When I speak about Year Up, the first questions I get asked are about our admissions process. How do students hear about us? How do they get admitted to the program? Who qualifies? I love these questions because the answers shed light on the challenge and promise of identifying non-traditional sources of talent.
More than 7500 young adults from around the country expressed interest in one of the 860 seats open for the September 2012 class. This meant that nearly 9 out of every 10 of these deserving young adults would need to seek out another opportunity. The demand for Year Up greatly exceeds our current capacity, so every six months our Admissions teams are presented with the challenge of figuring out how to best allocate the few seats we have to the many interested and capable young adults across America.
The truth is that Year Up is a unique program and isn't for everyone. It's comprised of one part crash-course in business skills, one part plunge into corporate America, and one part wrap around support for students. We prepare our students for careers in information technology and financial operations. Uncovering which young adults are ready and eager to take on jobs fixing computers at Fortune 500 companies is not the same thing as deciding who should be admitted to a college. The Year Up application is comparable to an application one might submit to a university - applicants send in a detailed personal history, high school transcripts, a personal statement, and letters of recommendation. That, however, is only the first step.
By the time an applicant has completed the process, she or he will have taken a learning assessment, engaged in critical thinking activities, solved problems in groups, participated in a one-on-one interview, and had a thorough discussion with one of our trained Student Services staff about potential challenges and barriers to success in the program. All told, an applicant will spend more than 10 hours applying to the program. Why is so much energy invested before anyone steps foot in the program?
Part of the reason is that we don't believe that the conventional indicators of achievement and motivation give us a holistic snapshot of a student's potential. Said differently, there's a lot that matters that we can't tell from someone's high school grades, participation in chess club, or summer internship experience. Our students often come from failing schools and underserved communities where such opportunities were few and far between. Furthermore, many of our students had competing priorities--obligations such as working nights to support their families. In order to ensure we are matching our available seats to those students who can make the most of this unique opportunity, we push ourselves each class to get better at identifying those students who are eager and able to succeed.

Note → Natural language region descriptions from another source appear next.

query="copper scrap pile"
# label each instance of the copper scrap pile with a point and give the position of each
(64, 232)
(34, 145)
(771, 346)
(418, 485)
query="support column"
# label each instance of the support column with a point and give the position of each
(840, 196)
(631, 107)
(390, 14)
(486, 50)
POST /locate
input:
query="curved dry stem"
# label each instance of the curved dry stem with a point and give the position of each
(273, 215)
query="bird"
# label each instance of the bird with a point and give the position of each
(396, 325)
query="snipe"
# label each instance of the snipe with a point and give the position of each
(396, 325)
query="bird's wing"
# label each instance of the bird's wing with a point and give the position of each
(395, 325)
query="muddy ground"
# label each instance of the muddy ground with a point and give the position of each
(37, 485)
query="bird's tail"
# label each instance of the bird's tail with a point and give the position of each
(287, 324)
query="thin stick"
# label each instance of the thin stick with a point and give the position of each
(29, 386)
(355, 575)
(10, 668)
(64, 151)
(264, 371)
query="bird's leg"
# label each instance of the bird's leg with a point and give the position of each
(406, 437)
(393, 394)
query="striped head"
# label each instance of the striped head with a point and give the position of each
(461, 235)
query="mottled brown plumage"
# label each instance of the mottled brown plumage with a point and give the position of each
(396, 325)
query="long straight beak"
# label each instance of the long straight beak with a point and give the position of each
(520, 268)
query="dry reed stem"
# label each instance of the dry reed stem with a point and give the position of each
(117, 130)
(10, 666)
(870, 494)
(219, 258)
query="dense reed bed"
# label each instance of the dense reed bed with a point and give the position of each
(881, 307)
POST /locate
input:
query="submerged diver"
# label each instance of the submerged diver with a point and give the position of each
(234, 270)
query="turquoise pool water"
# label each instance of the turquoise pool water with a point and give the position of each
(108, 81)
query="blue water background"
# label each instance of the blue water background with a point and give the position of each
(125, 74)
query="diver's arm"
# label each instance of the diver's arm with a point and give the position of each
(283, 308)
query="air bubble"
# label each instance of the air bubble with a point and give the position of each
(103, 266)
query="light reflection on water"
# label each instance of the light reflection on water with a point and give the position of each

Diving deeply into the mass of data we collect from each applicant, we looked back over the years at the profiles of successful students. We've known from day one that attitude and motivation were key attributes of successful applicants, but we realized we lacked an objective way to measure these qualities. Pulling from leading research and our own intensive analysis, we doubled down on assessing applicants' "persistence" - their ability to direct and maintain effort towards accomplishing a goal, even when presented with great challenges. We codified other aspects of applicants' strengths, including their critical thinking, interpersonal awareness, and how much applicants strive to learn. These are the qualities - attributes that are independent of students' "intelligence" or "ability" - that we work to identify, observe, and evaluate.
We spend so much time talking, working, and listening to applicants because we want to make sure that everyone who expresses the desire and will to change their lives gets the support and opportunity to do so. With every class, we learn more from our students. We hear more feedback from our alumni and have more data to crunch. And so we work to get smarter, more effective and efficient, and better able to identify those young adults for whom we are a strong fit. We do this because we believe that everyone has the capacity to succeed, that with the right investment of training, experience, and support, so-called "disconnected" young adults can become economic assets, not social liabilities. And with a projected shortfall of 14 million skilled workers by 2020, we do this because our collective success as a country depends on it.